OneFS NFS Locking and Reporting – Part 2
Mon, 13 Nov 2023 17:58:49 -0000
|Read Time: 0 minutes
In the previous article in this series, we took a look at the new NFS locks and waiters reporting CLI command set and API endpoints. Next, we turn our attention to some additional context, caveats, and NFSv3 lock removal.
Before the NFS locking enhancements in OneFS 9.5, the legacy CLI commands were somewhat inefficient. Their output also included other advisory domain locks such as SMB, which made the output more difficult to parse. The table below maps the new 9.5 CLI commands (and corresponding handlers) to the old NLM syntax.
Type / Command set | OneFS 9.5 and later | OneFS 9.4 and earlier |
Locks | isi nfs locks | isi nfs nlm locks |
Sessions | isi nfs nlm sessions | isi nfs nlm sessions |
Waiters | isi nfs locks waiters | isi nfs nlm locks waiters |
Note that the isi_classic nfs locks and waiters CLI commands have also been deprecated in OneFS 9.5.
When upgrading to OneFS 9.5 or later from a prior release, the legacy platform API handlers continue to function through and post upgrade. Thus, any legacy scripts and automation are protected from this lock reporting deprecation. Additionally, while the new platform API handlers will work in during a rolling upgrade in mixed-mode, they will only return results for the nodes that have already been upgraded (‘high nodes’).
Be aware that the NFS locking CLI framework does not support partial responses. However, if a node is down or the cluster has a rolling upgrade in progress, the alternative is to query the equivalent platform API endpoint instead.
Performance-wise, on very large busy clusters, there is the possibility that the lock and waiter CLI commands’ output will be sluggish. In such instances, the --timeout flag can be used to increase the command timeout window. Output filtering can also be used to reduce number of locks reported.
When a lock is in a transition state, there is a chance that it may not have/report a version. In these instances, the Version field will be represented as —. For example:
# isi nfs locks list -v Client: 1/TMECLI1:487722/10.22.10.250 Client ID: 487722351064074 LIN: 4295164422 Path: /ifs/locks/nfsv3/10.22.10.250_1 Lock Type: exclusive Range: 0, 92233772036854775807 Created: 2023-08-18T08:03:52 Version: - --------------------------------------------------------------- Total: 1
This behavior should be experienced very infrequently. However, if it is encountered, simply execute the CLI command again, and the lock version should be reported correctly.

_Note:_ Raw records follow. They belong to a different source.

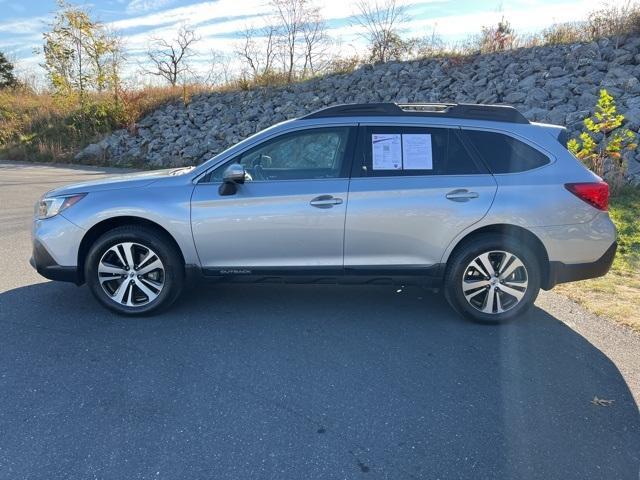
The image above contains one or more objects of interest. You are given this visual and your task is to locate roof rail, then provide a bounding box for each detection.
[302,103,529,123]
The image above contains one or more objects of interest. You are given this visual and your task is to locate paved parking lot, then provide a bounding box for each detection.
[0,164,640,480]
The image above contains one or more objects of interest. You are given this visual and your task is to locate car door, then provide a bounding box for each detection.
[191,125,357,275]
[344,124,497,274]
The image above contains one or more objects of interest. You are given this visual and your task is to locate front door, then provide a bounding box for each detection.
[191,126,356,275]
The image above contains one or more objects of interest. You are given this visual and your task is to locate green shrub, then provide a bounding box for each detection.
[567,89,638,191]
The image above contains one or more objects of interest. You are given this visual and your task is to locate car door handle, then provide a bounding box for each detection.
[309,195,342,208]
[446,188,478,202]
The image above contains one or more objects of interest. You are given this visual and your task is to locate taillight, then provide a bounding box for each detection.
[564,182,609,211]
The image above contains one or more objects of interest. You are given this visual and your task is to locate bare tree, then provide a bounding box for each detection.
[237,25,277,79]
[271,0,308,82]
[202,50,231,87]
[237,0,330,82]
[143,25,200,87]
[302,9,331,76]
[353,0,409,62]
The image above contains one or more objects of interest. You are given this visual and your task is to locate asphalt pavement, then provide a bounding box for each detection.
[0,163,640,480]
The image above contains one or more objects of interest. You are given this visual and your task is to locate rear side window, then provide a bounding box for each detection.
[363,126,486,177]
[464,130,549,173]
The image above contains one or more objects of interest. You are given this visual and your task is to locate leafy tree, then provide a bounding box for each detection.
[43,0,122,98]
[0,52,18,88]
[567,89,638,188]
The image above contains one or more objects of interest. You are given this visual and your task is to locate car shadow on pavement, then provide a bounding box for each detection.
[0,282,640,480]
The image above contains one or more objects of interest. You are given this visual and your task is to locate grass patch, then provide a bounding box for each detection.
[0,85,210,167]
[556,187,640,333]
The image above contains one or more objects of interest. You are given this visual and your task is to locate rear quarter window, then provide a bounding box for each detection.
[464,130,550,173]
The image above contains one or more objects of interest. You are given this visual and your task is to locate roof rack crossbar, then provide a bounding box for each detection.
[302,103,529,123]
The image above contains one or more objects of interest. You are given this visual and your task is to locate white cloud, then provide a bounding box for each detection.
[127,0,173,14]
[0,16,51,35]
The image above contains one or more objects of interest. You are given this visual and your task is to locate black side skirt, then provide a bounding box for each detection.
[202,264,444,287]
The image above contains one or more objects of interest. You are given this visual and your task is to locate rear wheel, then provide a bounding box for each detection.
[85,226,184,315]
[445,234,540,323]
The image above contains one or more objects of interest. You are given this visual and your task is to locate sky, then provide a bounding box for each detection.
[0,0,608,84]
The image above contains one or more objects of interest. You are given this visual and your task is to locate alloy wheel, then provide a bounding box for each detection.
[98,242,165,307]
[462,250,528,314]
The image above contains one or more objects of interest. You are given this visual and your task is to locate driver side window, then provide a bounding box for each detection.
[210,127,354,182]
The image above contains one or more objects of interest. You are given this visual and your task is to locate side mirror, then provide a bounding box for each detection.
[222,163,246,184]
[218,163,247,195]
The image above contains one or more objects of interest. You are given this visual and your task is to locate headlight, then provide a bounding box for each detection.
[36,193,87,219]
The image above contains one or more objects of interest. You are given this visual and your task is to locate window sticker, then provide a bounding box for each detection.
[371,133,402,170]
[402,133,433,170]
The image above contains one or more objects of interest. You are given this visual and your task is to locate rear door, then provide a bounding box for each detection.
[344,124,497,274]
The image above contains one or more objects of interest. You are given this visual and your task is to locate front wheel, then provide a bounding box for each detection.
[445,234,540,323]
[85,226,184,315]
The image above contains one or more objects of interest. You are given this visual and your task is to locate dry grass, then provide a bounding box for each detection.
[0,85,211,162]
[556,188,640,333]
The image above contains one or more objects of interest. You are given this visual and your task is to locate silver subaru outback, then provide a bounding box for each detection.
[31,103,616,322]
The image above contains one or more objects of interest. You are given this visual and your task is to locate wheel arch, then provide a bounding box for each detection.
[445,223,550,290]
[77,215,185,283]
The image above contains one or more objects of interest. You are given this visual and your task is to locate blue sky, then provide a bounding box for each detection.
[0,0,608,82]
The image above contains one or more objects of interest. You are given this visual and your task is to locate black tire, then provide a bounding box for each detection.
[84,225,184,316]
[444,233,540,324]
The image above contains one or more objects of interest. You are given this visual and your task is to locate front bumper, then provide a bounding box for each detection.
[29,214,85,284]
[29,240,81,285]
[542,242,618,290]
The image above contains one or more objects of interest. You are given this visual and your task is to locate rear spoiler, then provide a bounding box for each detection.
[533,123,569,148]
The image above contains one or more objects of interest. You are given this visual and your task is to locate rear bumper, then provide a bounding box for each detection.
[29,240,81,285]
[542,242,618,290]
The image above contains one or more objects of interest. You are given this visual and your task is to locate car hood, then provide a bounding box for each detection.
[46,168,190,196]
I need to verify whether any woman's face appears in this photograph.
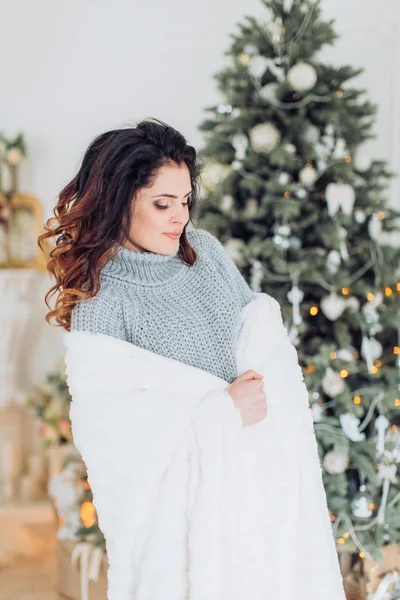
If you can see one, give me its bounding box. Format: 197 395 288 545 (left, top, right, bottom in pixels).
124 163 192 254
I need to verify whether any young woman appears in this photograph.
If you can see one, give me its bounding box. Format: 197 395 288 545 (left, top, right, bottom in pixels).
40 119 344 600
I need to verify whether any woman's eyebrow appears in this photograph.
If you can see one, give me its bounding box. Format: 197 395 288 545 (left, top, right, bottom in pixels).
152 190 193 198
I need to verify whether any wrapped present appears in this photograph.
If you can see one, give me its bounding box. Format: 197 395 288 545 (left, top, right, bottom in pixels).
339 550 367 600
57 540 108 600
364 544 400 593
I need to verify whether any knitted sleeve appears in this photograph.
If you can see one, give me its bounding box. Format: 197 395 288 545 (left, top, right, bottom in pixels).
188 229 255 307
71 283 131 341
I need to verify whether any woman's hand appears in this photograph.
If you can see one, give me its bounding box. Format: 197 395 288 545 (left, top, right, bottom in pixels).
226 369 267 427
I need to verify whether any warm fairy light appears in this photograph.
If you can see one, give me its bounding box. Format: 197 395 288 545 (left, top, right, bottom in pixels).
239 54 251 65
80 502 97 527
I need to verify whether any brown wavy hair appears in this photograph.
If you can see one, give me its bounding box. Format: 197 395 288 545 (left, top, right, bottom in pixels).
38 118 200 331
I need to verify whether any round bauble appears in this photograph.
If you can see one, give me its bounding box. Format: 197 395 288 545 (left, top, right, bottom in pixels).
250 123 281 154
287 61 317 92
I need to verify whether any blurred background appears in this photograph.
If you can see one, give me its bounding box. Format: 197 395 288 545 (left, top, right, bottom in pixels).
0 0 400 600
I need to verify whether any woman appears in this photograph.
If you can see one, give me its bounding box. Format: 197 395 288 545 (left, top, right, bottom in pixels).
41 120 344 600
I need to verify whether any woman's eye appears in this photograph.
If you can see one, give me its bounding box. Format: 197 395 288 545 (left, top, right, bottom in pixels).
154 200 192 208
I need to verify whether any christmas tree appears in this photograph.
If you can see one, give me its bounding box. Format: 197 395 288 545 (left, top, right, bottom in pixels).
195 0 400 559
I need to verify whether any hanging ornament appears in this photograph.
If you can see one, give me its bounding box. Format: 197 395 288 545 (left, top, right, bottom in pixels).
375 415 389 456
201 161 230 192
325 183 356 217
283 0 294 13
339 413 365 442
351 484 373 519
232 133 249 160
247 54 268 79
326 250 342 275
250 123 281 154
224 238 245 264
303 125 320 145
287 325 300 346
258 82 279 103
332 138 348 159
295 188 307 200
245 198 258 217
287 61 317 92
354 208 367 225
243 44 258 56
265 17 285 46
289 235 303 250
352 150 372 173
299 166 318 187
321 367 346 398
346 296 360 312
320 292 347 321
336 348 354 362
231 160 242 171
323 450 349 475
338 227 349 261
221 194 233 213
361 335 383 371
250 260 263 292
283 143 296 154
278 171 290 185
287 283 304 325
272 225 291 250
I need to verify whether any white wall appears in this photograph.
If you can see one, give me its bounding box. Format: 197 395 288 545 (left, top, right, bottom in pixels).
0 0 400 390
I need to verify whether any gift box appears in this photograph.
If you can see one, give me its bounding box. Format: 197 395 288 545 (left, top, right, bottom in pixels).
57 540 108 600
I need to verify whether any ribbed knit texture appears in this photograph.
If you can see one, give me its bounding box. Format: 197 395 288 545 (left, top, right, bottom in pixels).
71 229 255 382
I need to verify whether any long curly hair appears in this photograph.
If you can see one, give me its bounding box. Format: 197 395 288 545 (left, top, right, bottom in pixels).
38 118 201 331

When it comes to troubleshooting NFSv3/NLM issues, if an NFSv3 client is consistently experiencing NLM_DENIED or other lock management issues, this is often a result of incorrectly configured firewall rules. For example, take the following packet capture (PCAP) excerpt from an NFSv4 Linux client:
21 08:50:42.173300992 10.22.10.100 → 10.22.10.200 NLM 106 V4 LOCK Reply (Call In 19) NLM_DENIED
Often, the assumption is that only the lockd or statd ports on the server side of the firewall need to be opened and that the client always makes that connection that way. However, this is not the case. Instead, the server will continually respond with a ‘let me get back to you’, then later reconnect to the client. As such, if the firewall blocks access to rcpbind on the client and/or lockd or statd on the client, connection failures will likely occur.
Occasionally, it does become necessary to remove NLM locks and waiters from the cluster. Traditionally, the isi_classic nfs clients rm command was used, however that command has limitations and is fully deprecated in OneFS 9.5 and later. Instead, the preferred method is to use the isi nfs nlm sessions CLI utility in conjunction with various other ancillary OneFS CLI commands to clear problematic locks and waiters.
Note that the isi nfs nlm sessions CLI command, available in all current OneFS version, is Zone-Aware. The output formatting is seen in the output for the client holding the lock as it now shows the Zone ID number at the beginning. For example:
4/tme-linux1/10.22.10.250
This represents:
Zone ID 4 / Client tme-linux1 / IP address of cluster node holding the connection.
A basic procedure to remove NLM locks and waiters from a cluster is as follows:
1. List the NFS locks and search for the pertinent filename.
In OneFS 8.5 and later, the locks list can be filtered using the --path argument.
# isi nfs locks list --path=<path> | grep <filename>
Be aware that the full path must be specified, starting with /ifs. There is no partial matching or substitution for paths in this command set.
For OneFS 9.4 and earlier, the following CLI syntax can be used:
# isi_for_array -sX 'isi nfs nlm locks list | grep <filename>'
2. List the lock waiters associated with the same filename using |grep.
For OneFS 8.5 and later, the waiters list can also be filtered using the --path syntax:
# isi nfs locks waiters –path=<path> | grep <filename>
With OneFS 9.4 and earlier, the following CLI syntax can be used:
# isi_for_array -sX 'isi nfs nlm locks waiters |grep -i <filename>'
3. Confirm the client and logical inode number (LIN) being waited upon.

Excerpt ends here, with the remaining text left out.